左からシリ、アイダ、ひとり置いてカレン リチャードと記録係のエドゥアルド 中央市の文化職員、右キュレーター


 LAからここに住んで12年になるといういかにもアメリカ人のリチャード、パトリックとヴェロニカ、ベルギーからやって来て味噌作りを挑戦しているというベルギー人のシリとカレンのカップルなどと話した。リチャードは「ここは天国だ」と。ヴェロニカは「あの子(ホアキン)が大学へ入る頃になったらここの家にもっと長い時間住むことになるわ。もっとも、パトリックの両親のように半分マレーシア、半分マイアミみたいに生活もいいけどね。私たちは8月9日にはニューオーリンズに戻る」と言う。他にも、エロンガの家の庭が素晴らしいと皆が言う男が、マリワナのせいか目をトロンとさせてフランス語で喋り始めたり、咲子さんたちに依頼されてパフォーマンスの録画を撮ったエドゥアルド、「あなたたちを家に招待したい」と言ってくれたフリーのキュレーター女性などなど、とても名前も覚えきれない人々との会話がなかなかに楽しい。

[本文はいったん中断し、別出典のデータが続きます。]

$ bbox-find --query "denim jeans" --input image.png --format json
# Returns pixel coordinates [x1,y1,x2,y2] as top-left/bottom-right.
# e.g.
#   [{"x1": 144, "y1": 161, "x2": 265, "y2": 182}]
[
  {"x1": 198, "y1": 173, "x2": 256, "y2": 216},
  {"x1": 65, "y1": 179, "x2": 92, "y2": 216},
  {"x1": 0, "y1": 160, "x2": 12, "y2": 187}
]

 次第に人が引け、最後は主催者バチェとマルタ、咲子さん・エスパルタ、我々が残ってしばらく歓談。咲子さん・エスパルタが帰り、我々もバチェの車に乗り込んで帰宅。二人は「ああ、くたびれた。あとは寝るだけ」と母屋へ引っ込んだ。
 お昼にカルニタスだけしか食べていない我々は、残っていたマルちゃん即席ラーメンにベーコン、玉ねぎ、唐辛子をぶち込んで夜食だった。